Wirtshaus startet mit vier Betreibern durch. Verein gibt Gasthaus Seher an GmbH ab. Pachtvertrag auf 15 Jahre. Veranstaltungen am „Boden“ sind Chance.

Führen das Landgasthaus „Zum Seher“ ab sofort gemeinsam: Anna und Wolfgang Tindl vom Bioladen „Wunderland“ sowie Karl Lind und seine Frau Christiane Goller (von rechts), im Bild mit Küchenchef Ladislav „Leo“ Bajcar. Foto: Martin Kalchhauser  |  NOEN, Martin Kalchhauser

Seit Mai 2015 hat das frühere Gasthaus Seher, nunmehr „Landgasthaus Zum Seher“, am Eggenburger Hauptplatz wieder offen. Der Verein zur Förderung der Wirtschaft in Eggenburg mit Obmann Friedrich Küttner zog sich nun aus dem Betrieb zurück.

„Regional, saisonal, rauchfrei“

Am Ruder ist jetzt eine neu gegründete GmbH mit dem bisher bereits aktiven Betreiber Karl Lind und seiner Frau Christiane Goller, verstärkt durch Anna und Wolfgang Tindl, die im benachbarten Grätzl das Bio-Geschäft „Wunderland“ betreiben. Abgeschlossen wurde der Pachtvertrag mit der Familie Seher auf 15 Jahre.

„Diese Zusammenarbeit bietet sich an, weil beide Betriebe auf Regionales und auf Bio setzen“, erklärt Goller, die mit dem Dreieck aus Wunderland, Gasthaus und dem neuen „forum eggenburg“ zudem eine wichtige Synergie sieht.
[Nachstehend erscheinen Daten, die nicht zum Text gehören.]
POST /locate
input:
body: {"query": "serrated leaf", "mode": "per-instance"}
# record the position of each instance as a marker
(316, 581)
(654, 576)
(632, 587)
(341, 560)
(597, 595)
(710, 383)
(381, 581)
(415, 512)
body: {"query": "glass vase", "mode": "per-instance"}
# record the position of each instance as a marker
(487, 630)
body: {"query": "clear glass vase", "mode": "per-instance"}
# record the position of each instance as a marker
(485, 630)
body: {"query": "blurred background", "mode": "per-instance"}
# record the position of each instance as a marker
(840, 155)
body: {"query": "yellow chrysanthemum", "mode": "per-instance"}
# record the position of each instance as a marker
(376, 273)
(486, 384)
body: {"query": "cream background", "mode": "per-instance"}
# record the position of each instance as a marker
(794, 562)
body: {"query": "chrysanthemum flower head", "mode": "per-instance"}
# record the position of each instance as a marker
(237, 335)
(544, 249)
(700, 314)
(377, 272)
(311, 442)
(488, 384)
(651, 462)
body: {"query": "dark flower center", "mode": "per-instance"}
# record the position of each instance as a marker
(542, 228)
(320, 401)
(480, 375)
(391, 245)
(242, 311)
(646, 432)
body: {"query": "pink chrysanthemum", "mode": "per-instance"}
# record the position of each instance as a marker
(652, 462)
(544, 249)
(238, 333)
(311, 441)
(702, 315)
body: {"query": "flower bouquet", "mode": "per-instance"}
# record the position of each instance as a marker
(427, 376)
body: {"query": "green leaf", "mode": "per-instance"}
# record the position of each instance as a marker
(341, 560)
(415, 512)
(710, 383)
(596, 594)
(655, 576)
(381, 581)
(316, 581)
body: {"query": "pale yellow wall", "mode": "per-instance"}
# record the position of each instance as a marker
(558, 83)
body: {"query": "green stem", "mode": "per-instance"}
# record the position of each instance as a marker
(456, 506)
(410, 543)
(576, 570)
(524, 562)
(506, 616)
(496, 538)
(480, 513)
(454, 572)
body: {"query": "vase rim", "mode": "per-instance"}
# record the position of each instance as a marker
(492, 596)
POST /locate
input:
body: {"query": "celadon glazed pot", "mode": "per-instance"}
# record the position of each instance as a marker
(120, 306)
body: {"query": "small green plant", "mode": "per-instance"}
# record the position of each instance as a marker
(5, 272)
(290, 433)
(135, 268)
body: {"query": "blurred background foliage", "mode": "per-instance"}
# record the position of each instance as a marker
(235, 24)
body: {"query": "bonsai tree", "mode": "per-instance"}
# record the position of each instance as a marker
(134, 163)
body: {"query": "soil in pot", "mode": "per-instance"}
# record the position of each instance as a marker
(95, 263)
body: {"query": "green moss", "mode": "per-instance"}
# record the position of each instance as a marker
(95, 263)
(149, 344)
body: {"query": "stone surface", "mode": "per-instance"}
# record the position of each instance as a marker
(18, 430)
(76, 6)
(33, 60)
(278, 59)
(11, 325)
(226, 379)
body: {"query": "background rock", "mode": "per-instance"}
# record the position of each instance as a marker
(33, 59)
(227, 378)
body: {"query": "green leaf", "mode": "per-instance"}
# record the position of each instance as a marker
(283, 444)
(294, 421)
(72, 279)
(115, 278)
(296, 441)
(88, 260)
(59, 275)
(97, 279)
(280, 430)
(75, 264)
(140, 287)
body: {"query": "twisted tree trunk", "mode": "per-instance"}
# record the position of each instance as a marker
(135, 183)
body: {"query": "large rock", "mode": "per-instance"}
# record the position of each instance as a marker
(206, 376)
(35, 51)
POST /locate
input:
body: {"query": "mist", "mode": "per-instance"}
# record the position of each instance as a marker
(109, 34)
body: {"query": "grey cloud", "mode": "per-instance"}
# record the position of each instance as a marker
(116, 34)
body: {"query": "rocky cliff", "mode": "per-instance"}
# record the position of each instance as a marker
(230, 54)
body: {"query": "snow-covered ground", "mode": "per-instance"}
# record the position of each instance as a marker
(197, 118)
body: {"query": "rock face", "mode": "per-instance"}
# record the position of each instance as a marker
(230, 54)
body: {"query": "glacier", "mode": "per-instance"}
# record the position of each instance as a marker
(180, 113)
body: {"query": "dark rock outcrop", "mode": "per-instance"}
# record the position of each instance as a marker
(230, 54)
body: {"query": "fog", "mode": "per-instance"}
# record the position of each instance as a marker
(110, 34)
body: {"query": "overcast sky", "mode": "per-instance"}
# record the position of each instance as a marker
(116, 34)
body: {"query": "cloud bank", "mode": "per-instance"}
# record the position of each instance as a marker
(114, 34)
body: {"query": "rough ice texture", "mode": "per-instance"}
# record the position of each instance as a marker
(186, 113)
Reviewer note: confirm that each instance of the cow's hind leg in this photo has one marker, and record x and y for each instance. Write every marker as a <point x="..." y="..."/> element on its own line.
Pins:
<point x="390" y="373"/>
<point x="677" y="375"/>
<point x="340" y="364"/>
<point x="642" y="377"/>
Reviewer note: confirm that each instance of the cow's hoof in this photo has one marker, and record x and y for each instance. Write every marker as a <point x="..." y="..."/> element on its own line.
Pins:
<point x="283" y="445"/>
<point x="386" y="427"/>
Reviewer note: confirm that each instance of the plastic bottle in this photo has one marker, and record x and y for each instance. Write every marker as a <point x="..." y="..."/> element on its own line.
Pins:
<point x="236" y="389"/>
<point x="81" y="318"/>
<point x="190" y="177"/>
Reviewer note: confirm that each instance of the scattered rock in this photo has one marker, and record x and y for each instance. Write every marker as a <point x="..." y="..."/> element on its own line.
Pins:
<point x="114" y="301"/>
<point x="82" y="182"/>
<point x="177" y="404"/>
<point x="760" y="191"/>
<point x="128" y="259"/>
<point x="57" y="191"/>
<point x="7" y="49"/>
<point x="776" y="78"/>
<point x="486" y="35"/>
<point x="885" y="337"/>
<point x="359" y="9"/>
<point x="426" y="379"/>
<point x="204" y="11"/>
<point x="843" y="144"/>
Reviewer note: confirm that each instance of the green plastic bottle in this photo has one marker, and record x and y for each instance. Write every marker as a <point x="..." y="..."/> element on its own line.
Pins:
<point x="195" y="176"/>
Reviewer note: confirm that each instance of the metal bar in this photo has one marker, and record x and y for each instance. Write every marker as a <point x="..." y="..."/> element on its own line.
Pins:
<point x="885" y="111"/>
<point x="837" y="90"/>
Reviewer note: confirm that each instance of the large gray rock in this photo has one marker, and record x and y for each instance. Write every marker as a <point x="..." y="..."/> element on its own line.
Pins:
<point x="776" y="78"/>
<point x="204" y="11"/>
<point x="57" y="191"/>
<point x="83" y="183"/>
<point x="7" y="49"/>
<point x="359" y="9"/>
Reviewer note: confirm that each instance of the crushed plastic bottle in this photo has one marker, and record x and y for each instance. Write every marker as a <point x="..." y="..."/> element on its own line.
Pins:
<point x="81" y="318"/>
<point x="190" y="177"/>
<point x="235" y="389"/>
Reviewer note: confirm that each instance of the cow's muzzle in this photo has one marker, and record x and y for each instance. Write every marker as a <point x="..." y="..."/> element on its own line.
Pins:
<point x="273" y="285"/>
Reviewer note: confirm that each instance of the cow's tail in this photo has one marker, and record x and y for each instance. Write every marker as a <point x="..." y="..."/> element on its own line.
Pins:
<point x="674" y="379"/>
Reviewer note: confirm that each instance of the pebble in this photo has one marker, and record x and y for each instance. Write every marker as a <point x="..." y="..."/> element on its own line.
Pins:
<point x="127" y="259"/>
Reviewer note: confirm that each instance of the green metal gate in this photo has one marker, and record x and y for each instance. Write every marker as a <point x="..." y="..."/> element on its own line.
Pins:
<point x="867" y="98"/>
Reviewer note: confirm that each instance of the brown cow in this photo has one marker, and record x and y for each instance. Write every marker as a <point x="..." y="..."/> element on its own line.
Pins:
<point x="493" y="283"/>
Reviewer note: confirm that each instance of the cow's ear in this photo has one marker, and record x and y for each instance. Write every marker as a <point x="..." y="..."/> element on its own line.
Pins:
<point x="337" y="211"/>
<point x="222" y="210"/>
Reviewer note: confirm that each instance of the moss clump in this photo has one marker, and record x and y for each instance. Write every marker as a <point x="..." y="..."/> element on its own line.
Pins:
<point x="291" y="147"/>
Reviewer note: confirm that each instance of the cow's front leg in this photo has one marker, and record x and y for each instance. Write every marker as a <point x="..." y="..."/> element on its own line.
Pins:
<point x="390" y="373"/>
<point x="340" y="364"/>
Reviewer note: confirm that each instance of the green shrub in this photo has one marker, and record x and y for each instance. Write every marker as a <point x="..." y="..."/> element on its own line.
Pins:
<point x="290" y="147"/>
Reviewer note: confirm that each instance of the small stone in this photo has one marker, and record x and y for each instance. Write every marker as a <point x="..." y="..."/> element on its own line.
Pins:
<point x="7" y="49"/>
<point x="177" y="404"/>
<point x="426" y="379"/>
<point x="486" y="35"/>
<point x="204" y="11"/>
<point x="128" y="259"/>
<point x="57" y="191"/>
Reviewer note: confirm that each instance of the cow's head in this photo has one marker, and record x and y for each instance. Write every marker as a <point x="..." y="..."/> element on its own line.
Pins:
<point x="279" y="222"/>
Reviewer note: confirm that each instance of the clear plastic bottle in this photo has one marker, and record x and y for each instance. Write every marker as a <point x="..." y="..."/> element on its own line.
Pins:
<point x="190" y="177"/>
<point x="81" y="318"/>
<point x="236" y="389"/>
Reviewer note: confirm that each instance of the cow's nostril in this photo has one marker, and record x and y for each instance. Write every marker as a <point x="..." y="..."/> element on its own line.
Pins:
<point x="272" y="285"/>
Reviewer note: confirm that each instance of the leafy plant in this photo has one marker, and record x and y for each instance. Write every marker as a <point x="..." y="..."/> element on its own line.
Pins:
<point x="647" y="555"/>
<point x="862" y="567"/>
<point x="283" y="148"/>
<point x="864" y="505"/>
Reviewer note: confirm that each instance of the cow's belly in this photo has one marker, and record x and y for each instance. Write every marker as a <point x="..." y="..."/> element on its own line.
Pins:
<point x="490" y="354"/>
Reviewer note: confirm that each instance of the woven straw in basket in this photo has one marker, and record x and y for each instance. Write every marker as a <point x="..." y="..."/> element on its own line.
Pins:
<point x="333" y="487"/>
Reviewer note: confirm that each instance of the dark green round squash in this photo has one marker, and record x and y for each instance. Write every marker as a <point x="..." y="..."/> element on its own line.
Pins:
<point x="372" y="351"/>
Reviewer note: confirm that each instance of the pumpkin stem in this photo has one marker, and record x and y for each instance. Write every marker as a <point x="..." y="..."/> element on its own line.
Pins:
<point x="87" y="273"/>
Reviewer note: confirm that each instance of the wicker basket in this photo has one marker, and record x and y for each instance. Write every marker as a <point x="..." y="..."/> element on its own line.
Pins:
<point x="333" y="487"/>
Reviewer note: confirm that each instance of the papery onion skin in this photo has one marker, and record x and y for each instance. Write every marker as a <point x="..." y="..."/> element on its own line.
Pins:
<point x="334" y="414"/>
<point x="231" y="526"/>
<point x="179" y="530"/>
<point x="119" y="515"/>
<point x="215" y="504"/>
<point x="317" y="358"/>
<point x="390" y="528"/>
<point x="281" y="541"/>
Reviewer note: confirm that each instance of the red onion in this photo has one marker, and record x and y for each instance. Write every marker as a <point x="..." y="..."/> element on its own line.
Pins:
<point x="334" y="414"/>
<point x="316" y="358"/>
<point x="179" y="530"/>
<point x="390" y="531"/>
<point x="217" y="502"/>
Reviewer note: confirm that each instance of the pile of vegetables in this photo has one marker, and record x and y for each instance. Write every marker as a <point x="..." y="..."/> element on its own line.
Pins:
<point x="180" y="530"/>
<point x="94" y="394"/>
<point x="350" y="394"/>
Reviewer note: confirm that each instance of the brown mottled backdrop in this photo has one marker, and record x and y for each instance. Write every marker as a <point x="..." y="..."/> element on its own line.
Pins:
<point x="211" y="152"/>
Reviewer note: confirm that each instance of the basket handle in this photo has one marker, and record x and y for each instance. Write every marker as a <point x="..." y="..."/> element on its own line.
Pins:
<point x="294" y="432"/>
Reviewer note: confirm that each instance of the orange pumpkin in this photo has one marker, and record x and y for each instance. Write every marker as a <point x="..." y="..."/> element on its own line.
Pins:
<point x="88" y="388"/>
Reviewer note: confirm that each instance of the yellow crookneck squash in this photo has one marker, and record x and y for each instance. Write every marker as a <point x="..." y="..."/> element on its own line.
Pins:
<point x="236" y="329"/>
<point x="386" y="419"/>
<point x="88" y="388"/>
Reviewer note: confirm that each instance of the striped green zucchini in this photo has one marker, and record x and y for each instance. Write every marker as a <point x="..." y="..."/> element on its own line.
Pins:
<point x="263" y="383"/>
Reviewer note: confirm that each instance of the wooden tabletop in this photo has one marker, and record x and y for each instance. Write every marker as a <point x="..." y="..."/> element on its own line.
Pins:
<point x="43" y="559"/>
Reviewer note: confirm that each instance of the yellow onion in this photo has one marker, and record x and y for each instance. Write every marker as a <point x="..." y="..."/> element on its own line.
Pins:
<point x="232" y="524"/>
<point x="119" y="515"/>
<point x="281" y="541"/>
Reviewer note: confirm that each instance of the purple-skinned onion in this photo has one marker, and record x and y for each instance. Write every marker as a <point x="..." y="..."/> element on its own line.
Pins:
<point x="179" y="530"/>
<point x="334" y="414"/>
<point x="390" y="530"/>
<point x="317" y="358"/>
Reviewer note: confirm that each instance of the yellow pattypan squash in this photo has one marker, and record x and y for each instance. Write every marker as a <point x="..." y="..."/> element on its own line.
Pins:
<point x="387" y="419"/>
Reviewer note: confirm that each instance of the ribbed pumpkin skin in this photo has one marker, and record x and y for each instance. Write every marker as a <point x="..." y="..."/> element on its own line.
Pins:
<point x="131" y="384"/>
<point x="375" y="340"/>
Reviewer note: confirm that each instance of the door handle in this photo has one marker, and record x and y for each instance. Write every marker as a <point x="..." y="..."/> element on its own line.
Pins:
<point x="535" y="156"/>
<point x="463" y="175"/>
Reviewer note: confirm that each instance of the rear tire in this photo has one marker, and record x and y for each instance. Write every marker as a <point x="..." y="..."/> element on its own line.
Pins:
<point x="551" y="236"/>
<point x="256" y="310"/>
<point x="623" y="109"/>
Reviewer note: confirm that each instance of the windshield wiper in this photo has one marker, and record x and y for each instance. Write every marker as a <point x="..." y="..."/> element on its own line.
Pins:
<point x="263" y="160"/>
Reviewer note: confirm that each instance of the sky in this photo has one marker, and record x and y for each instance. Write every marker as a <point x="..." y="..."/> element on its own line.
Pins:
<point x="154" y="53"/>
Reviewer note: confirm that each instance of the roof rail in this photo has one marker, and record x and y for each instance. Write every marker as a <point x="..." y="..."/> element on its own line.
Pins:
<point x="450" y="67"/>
„Wir werden sicher noch ein Jahr brauchen, bis das Gasthaus gut steht“, meint Lind, der sich zum Ziel gesetzt hat, weiterhin jeden Tag offen zu haben. Vom Konzept ist er überzeugt: „Regional, saisonal, rauchfrei – es dauert noch, aber es werden immer mehr aufspringen.“

„Auch die Veranstaltungen, von Familienfeiern bis zu Konzerten, sind eine Hoffnung für uns“, ergänzt Wolfgang Tindl und trifft sich dabei mit Goller: „Wir wollen mehr sein als ,nur‘ ein Wirtshaus.“ Die Räume im ersten Stock, der sogenannte „Boden“ (leitet sich von „Dachboden“ ab), ermöglichen eine Orientierung „Richtung Bühnenwirtshaus“.